The best time of year to go to Syria is spring (March to May) when the weather is mild and wildflowers are in bloom. In Damascus, the winter rains will have cleared the haze and swollen the rivers, so the wooden norias (waterwheels) in Hama will be turning and fresh, clean water flowing through the city.
Autumn (September to November) is the next-best choice, between the intense heat of summer and the cloud of winter. If you go in summer (June to August), don’t be caught without a hat, sunscreen and water bottle, especially if you’re going to Palmyra or the northeast. Coastal areas such as Lattakia can get extremely humid, while the interiors will be very hot and dry. Winter can also be rather unpleasant. The winter rains can make sightseeing difficult, but if you’re lucky, a blanket of snow may cover Damascus and the high altitudes. Bear in mind that the cheaper hotels may not have heating.
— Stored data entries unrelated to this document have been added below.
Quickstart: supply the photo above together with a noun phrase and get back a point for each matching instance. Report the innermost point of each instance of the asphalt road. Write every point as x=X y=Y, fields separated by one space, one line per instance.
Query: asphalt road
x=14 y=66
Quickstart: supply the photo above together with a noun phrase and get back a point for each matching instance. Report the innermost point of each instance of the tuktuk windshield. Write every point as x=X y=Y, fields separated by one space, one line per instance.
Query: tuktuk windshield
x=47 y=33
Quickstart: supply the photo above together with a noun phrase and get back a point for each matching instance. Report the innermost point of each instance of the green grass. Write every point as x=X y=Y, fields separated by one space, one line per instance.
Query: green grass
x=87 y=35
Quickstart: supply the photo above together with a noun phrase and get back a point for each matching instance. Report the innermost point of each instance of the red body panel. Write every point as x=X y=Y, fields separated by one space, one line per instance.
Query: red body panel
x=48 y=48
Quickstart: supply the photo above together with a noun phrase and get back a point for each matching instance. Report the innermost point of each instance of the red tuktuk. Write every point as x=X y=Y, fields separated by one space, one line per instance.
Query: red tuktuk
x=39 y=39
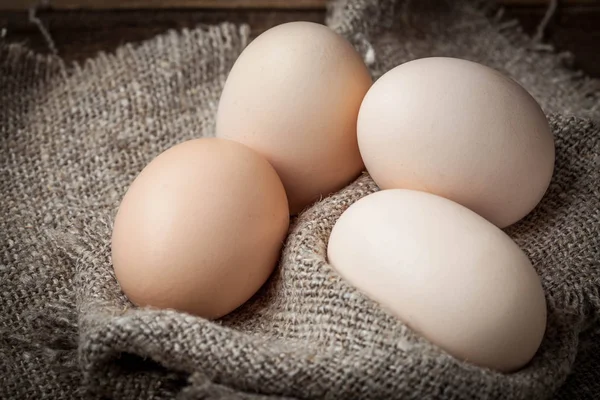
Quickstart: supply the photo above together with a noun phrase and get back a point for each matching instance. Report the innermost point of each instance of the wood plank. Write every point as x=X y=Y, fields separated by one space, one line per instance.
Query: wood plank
x=79 y=34
x=275 y=4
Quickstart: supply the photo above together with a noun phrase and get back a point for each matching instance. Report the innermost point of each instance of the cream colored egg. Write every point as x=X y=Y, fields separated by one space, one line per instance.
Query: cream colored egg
x=460 y=130
x=448 y=273
x=293 y=95
x=200 y=228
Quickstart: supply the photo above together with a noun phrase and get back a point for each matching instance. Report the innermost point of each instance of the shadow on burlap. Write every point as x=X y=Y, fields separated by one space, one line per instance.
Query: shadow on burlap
x=74 y=137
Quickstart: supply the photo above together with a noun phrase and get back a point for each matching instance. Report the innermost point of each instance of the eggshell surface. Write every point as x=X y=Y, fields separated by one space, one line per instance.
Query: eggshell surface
x=460 y=130
x=293 y=95
x=446 y=272
x=200 y=228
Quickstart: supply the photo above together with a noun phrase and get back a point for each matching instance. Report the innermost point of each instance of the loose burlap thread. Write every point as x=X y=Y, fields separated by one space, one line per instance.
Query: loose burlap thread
x=72 y=138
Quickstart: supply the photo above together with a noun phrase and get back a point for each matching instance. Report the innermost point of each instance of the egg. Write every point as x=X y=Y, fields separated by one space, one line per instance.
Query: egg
x=200 y=228
x=446 y=272
x=293 y=95
x=460 y=130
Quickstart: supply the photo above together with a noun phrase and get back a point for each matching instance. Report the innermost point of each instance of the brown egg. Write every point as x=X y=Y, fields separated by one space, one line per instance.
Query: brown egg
x=200 y=229
x=293 y=95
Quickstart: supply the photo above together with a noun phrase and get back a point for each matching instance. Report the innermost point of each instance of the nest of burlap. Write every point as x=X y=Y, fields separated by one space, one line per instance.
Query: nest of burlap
x=72 y=139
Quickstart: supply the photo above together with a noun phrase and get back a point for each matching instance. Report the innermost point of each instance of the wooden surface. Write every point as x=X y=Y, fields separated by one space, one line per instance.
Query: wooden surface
x=137 y=4
x=79 y=34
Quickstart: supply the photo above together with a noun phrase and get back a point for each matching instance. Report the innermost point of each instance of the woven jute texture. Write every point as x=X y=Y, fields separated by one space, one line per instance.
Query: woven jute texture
x=72 y=138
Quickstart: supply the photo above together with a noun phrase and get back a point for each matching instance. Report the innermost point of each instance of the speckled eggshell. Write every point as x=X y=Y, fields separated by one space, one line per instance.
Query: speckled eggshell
x=200 y=229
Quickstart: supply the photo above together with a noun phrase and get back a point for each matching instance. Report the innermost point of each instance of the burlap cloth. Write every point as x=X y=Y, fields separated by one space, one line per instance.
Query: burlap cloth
x=72 y=138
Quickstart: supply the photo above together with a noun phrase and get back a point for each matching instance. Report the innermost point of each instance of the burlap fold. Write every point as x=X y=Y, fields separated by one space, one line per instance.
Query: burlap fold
x=72 y=138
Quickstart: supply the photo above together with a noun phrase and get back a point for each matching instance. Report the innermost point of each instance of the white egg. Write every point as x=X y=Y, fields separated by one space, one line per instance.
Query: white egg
x=446 y=272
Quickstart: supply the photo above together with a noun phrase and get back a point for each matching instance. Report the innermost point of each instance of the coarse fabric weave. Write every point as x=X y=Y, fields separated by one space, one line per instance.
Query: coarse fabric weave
x=72 y=139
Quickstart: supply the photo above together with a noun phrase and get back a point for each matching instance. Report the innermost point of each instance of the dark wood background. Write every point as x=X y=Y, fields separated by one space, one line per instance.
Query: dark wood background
x=81 y=28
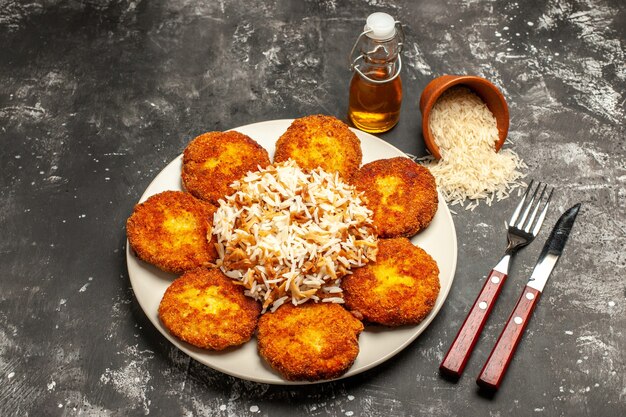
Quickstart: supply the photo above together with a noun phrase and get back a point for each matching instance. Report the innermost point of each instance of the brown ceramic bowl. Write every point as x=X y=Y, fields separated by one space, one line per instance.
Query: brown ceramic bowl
x=488 y=92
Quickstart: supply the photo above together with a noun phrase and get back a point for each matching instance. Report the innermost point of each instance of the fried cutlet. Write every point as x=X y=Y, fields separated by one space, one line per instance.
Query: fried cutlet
x=171 y=230
x=207 y=309
x=212 y=161
x=309 y=342
x=401 y=193
x=320 y=141
x=401 y=287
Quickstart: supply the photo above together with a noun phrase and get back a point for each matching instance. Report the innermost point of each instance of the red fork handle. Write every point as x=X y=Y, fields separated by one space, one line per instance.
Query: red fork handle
x=495 y=367
x=455 y=360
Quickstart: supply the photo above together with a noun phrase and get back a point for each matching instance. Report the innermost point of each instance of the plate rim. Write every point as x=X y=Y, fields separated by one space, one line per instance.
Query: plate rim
x=195 y=353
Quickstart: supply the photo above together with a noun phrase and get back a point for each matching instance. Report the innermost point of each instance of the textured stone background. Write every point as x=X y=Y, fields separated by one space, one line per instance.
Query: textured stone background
x=97 y=96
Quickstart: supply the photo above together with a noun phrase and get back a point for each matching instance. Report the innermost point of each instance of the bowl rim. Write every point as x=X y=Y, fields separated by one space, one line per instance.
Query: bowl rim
x=444 y=82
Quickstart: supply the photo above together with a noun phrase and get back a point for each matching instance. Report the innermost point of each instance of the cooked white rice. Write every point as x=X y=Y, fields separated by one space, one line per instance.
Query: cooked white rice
x=287 y=235
x=466 y=132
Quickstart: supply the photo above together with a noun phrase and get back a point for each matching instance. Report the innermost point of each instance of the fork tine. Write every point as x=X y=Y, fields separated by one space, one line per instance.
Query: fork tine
x=520 y=224
x=542 y=216
x=521 y=204
x=531 y=219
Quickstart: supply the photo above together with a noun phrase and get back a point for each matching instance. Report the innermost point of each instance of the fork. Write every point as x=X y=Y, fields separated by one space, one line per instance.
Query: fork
x=522 y=229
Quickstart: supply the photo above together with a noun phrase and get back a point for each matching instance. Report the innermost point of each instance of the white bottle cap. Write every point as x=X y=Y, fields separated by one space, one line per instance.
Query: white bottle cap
x=380 y=26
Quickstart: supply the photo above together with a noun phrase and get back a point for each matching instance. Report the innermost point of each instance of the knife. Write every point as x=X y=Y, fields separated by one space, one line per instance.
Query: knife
x=493 y=372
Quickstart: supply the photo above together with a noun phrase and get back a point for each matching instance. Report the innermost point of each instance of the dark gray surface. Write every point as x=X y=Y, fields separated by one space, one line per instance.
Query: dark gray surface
x=96 y=97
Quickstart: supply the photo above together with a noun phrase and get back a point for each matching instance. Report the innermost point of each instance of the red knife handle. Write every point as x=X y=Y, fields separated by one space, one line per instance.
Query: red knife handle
x=455 y=360
x=495 y=367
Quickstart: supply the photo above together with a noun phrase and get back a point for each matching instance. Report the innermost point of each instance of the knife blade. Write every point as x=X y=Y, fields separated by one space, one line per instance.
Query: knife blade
x=495 y=368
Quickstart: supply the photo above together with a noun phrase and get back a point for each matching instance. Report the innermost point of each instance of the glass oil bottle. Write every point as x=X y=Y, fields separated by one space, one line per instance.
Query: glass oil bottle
x=376 y=87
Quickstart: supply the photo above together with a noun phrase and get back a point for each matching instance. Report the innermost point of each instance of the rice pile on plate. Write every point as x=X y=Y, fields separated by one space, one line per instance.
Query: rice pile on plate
x=287 y=235
x=466 y=132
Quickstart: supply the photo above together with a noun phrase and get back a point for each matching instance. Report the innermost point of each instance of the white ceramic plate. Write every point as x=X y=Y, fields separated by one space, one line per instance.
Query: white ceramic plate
x=377 y=344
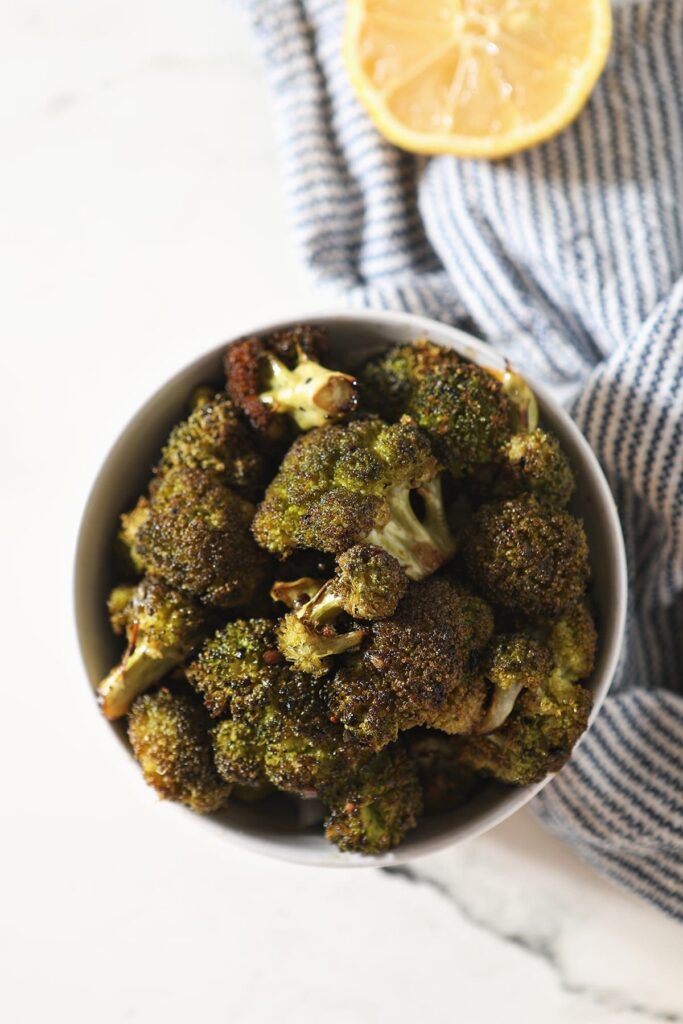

If you are traveling during school holidays, you should book accommodation well in advance. Traveling in the Muslim fasting month of Ramadan may also require a bit more planning: some cafes and restaurants close during the day, and some offices operate reduced and erratic hours. Ramadan nights, particularly during the final three days of the Eid Ul-Fitr can be particularly lively.
Syria’s historic sites rival those of its Middle Eastern neighbors; it also lays claim to the oldest continuously occupied city (Damascus vies for the title with Aleppo), the spunkiest Crusader castle (Crac des Chevaliers) and the best preserved Roman theater (in Bosra).